The Lancaster, England-based quantum science company specialising in anti-counterfeiting technology said it ‘has made strong progress’, noting ‘the continued integration of Q-ID with Customer #1, a leading global security printer, and the onboarding of Customer #2, a global art authentication registry.’

Quantum Base said it expects to report total revenue between £455,000 and £595,000 for the year ending April 30, ‘representing a significant increase’ compared with the prior year, for which it reported ‘maiden revenue of £18,000, representing the group’s rst commercial income from Q-ID technology.’

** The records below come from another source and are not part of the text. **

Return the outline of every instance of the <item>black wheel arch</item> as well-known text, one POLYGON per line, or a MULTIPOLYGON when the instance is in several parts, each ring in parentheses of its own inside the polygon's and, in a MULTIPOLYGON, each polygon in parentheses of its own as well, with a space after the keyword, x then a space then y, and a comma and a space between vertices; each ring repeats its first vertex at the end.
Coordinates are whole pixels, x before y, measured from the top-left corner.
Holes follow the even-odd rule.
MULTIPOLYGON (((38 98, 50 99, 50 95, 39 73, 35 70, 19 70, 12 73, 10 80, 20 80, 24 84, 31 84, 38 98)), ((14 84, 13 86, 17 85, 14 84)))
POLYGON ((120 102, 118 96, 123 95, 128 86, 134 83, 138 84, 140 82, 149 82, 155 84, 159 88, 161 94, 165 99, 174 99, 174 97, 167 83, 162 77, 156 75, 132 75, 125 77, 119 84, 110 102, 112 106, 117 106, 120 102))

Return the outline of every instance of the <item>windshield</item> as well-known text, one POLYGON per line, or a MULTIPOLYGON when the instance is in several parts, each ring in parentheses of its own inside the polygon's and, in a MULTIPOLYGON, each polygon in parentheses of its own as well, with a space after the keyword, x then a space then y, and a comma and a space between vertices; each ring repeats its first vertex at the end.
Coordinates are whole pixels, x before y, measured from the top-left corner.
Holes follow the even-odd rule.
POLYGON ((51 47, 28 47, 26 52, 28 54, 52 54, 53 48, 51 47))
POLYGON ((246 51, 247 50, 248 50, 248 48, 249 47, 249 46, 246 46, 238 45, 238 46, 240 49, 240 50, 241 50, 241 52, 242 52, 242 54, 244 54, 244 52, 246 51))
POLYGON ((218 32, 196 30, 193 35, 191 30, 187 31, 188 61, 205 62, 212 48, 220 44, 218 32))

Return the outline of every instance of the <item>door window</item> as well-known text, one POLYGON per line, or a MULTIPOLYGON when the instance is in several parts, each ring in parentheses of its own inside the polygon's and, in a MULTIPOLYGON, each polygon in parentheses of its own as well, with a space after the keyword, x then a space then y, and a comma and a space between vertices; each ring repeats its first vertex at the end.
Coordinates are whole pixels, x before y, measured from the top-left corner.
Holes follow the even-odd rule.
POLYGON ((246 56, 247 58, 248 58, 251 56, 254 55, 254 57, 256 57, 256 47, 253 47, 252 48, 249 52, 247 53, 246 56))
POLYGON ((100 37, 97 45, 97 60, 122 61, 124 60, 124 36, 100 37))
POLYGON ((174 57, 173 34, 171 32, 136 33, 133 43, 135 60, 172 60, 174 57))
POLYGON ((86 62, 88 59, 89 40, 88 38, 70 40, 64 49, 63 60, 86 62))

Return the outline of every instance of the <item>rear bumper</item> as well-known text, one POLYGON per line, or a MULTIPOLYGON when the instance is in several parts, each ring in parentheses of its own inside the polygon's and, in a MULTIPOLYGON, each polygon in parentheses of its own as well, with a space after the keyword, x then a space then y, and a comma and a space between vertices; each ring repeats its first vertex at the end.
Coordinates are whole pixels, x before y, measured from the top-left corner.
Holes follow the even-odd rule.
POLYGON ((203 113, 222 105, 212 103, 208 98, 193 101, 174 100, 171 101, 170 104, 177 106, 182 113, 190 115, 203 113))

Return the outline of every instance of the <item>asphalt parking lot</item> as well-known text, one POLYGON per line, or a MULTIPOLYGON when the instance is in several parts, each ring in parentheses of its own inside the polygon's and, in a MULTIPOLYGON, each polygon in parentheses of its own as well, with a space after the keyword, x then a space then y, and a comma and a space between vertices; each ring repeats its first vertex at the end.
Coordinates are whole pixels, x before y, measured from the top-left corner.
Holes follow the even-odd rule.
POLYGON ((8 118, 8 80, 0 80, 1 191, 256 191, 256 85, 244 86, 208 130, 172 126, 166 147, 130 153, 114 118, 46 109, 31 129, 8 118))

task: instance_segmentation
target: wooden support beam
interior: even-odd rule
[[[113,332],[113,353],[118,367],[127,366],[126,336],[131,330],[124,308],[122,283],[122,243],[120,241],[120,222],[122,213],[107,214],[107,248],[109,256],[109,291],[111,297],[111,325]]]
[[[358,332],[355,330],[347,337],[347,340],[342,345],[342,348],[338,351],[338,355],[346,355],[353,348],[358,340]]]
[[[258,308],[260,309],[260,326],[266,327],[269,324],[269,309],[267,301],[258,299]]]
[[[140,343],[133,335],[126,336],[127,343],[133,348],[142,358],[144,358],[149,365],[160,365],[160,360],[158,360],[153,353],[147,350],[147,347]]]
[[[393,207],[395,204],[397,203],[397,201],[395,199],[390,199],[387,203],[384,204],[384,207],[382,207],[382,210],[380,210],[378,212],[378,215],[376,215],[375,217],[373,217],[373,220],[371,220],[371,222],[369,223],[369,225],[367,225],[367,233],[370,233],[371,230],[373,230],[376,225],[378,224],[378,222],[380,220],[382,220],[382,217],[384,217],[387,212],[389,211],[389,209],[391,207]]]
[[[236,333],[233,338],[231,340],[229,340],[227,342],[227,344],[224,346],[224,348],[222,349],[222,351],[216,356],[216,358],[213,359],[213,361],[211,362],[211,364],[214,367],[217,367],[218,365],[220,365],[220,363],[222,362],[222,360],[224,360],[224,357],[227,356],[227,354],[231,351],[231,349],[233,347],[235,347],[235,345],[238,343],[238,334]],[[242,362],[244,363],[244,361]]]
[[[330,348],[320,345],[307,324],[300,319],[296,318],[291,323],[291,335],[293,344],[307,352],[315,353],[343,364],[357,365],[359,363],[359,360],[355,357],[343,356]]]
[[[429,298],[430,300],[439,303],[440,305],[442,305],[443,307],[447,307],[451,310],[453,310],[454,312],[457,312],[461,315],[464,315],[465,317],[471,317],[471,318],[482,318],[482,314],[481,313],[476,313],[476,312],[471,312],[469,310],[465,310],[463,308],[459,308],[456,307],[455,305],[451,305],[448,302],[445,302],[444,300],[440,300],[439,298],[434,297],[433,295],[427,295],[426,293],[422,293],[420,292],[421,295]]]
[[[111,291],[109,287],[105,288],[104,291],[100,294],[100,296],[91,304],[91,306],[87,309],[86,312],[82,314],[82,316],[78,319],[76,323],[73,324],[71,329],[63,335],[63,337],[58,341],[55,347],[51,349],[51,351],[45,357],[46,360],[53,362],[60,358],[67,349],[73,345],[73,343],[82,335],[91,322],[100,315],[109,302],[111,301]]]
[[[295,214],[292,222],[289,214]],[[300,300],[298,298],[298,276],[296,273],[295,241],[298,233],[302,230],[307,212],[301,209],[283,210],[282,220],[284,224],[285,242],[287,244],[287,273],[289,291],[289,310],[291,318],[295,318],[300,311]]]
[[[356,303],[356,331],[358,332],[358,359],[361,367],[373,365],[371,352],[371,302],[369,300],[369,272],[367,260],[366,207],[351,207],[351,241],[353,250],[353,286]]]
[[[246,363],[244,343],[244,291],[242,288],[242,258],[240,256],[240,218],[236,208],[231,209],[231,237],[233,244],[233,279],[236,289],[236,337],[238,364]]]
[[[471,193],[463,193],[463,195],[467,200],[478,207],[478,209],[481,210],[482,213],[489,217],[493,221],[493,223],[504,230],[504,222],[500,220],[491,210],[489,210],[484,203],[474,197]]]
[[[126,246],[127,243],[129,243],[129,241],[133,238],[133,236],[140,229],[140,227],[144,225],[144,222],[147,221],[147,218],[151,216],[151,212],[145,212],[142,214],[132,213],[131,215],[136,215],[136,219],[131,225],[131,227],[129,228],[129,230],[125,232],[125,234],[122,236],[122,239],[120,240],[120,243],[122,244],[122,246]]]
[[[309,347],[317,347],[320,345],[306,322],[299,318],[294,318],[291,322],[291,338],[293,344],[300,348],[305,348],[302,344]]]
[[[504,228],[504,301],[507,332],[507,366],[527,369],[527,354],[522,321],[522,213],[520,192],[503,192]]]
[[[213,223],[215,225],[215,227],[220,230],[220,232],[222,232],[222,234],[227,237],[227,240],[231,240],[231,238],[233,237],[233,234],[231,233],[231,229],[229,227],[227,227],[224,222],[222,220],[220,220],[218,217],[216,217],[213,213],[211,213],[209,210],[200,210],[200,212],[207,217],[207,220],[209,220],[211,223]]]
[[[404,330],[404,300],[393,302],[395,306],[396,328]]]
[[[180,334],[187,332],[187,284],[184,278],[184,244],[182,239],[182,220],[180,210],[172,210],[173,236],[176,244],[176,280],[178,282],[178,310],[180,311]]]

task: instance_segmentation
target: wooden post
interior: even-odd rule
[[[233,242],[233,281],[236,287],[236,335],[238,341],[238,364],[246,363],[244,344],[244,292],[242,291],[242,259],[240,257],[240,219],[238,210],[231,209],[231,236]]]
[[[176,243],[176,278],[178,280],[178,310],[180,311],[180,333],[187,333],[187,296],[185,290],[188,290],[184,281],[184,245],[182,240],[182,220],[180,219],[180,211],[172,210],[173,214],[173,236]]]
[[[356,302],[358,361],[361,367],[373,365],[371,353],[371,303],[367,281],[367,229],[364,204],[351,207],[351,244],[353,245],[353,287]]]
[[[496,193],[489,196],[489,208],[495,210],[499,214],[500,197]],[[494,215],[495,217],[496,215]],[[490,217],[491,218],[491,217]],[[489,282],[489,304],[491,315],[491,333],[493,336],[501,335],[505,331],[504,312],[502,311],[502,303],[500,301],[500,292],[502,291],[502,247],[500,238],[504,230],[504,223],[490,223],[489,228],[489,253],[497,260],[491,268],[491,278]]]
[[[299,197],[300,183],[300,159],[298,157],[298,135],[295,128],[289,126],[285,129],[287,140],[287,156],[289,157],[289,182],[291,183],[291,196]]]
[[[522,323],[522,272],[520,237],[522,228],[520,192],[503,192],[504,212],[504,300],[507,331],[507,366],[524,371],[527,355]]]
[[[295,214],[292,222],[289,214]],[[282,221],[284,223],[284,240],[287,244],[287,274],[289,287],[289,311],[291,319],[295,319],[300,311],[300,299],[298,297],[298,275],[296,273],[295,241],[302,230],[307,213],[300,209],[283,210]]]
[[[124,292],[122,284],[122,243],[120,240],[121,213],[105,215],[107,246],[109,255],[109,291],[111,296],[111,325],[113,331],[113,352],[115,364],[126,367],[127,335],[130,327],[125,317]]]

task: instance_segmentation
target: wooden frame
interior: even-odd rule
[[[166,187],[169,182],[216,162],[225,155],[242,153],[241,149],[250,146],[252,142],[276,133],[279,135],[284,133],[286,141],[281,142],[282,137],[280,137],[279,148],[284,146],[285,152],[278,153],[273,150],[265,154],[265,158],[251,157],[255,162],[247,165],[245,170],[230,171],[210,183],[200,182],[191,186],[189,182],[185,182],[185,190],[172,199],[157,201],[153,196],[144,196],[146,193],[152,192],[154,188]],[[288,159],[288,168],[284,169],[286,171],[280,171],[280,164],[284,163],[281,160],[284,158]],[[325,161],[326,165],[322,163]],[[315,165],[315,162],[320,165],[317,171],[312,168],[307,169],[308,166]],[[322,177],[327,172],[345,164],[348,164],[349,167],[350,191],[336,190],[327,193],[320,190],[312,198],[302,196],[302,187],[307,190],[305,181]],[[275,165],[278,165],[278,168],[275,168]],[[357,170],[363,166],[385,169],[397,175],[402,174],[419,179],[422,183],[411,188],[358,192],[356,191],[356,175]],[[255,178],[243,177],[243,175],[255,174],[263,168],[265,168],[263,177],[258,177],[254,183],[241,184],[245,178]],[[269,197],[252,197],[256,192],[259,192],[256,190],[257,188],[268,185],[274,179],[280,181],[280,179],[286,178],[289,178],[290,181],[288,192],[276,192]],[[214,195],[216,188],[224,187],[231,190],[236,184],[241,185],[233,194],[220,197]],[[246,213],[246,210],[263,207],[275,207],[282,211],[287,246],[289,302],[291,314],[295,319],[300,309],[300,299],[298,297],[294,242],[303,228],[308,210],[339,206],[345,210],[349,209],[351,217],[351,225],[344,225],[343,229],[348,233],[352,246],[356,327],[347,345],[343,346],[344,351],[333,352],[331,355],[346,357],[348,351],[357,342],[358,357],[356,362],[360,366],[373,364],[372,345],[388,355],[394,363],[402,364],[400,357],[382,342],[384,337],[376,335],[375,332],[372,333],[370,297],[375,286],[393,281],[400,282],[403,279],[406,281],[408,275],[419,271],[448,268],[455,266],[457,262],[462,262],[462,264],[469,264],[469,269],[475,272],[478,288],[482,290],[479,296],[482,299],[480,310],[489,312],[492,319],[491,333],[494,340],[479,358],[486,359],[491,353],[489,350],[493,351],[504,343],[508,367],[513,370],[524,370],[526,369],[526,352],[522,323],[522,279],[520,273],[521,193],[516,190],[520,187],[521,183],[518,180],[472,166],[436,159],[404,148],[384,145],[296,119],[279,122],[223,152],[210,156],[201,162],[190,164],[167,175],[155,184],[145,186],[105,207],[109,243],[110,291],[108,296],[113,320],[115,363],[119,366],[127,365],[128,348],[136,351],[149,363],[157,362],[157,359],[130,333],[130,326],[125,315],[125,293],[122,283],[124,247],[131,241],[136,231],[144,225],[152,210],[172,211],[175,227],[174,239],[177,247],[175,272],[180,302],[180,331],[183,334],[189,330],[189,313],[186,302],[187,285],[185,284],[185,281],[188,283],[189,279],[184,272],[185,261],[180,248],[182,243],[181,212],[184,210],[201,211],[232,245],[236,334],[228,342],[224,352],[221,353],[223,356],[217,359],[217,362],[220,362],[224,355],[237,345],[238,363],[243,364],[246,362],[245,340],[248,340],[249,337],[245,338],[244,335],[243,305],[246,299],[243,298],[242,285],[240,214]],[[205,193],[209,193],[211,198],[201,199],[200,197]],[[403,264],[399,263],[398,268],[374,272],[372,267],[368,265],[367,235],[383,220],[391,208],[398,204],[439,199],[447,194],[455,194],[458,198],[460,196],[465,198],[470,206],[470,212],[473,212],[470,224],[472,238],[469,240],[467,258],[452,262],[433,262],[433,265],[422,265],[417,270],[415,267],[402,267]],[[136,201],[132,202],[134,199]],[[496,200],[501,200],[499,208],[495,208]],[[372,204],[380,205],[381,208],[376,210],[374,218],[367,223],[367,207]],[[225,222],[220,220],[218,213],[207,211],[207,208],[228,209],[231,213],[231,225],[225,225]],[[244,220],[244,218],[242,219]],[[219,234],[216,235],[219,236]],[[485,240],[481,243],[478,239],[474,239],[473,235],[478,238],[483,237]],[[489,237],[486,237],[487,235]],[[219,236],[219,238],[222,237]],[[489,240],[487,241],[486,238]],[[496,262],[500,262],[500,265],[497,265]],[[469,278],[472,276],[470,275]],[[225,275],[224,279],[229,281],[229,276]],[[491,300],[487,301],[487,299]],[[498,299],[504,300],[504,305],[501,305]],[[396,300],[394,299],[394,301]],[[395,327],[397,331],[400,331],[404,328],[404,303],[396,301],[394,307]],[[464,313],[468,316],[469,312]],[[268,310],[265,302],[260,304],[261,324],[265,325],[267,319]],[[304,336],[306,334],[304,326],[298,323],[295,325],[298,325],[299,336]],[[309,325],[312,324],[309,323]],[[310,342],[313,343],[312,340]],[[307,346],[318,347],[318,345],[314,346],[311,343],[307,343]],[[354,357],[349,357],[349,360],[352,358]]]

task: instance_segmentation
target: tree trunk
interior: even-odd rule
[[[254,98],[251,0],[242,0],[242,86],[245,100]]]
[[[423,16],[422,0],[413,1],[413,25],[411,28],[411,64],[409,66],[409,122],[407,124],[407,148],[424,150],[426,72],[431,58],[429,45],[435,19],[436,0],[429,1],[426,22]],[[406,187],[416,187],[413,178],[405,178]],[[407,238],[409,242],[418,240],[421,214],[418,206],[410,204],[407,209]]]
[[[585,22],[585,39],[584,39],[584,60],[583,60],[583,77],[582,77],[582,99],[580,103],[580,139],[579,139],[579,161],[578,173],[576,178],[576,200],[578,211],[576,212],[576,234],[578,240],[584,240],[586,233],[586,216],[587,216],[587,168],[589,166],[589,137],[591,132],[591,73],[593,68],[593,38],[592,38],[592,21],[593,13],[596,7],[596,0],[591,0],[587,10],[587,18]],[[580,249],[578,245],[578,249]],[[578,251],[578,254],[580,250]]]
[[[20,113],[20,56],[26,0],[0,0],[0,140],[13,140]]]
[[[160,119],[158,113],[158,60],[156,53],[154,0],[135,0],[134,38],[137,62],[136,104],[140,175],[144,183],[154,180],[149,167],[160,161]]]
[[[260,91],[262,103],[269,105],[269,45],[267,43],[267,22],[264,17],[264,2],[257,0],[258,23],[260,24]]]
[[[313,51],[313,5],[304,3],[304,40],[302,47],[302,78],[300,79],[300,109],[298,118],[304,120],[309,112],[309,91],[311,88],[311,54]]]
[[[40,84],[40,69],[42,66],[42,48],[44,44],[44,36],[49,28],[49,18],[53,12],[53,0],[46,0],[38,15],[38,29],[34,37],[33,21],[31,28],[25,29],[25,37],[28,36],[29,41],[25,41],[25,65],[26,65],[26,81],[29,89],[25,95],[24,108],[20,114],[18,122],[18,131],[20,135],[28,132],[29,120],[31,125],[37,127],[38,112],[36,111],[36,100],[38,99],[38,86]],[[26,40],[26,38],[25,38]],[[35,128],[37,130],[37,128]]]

However, it expects its loss before interest, tax, depreciation and amortisation ‘to be greater than market expectations’ due to revenue being deferred into financial 2027.

The company explained that it is ‘experiencing a few minor delays across customer engagements, meaning that certain contracts...are now anticipated to be entered into in the new financial year,’ and that around £42,000 in initial set-up fees for Customer #2 will also now be recognised in the coming year.

However, Quantum said it is still making considerable progress and remains confident in its underlying commercial momentum. It added that it remains well-funded with £3.4 million in net cash as of March 31.

It also noted the launch of its Q-ID Scanner 2.0 on iOS, and that it ‘has made several key hires in sales and marketing’ that it expects to ‘strengthen [its] commercial pipeline and support revenue growth.’

‘The scale of our revenue growth from FY25 to FY26 reflects the maturing nature of Quantum Base and its offering over the past year,’ comments Chief Executive Tom Taylor. ‘We have moved from early-stage commercial engagement into a business with real, growing revenues and a pipeline of opportunities that will drive significant growth...Our expanded commercial team is now in place and a number of advanced partnership discussions are underway across security printing, pharmaceuticals and brand protection.

‘We are now well positioned to build on this momentum, and I look forward to updating shareholders on these discussions in due course.’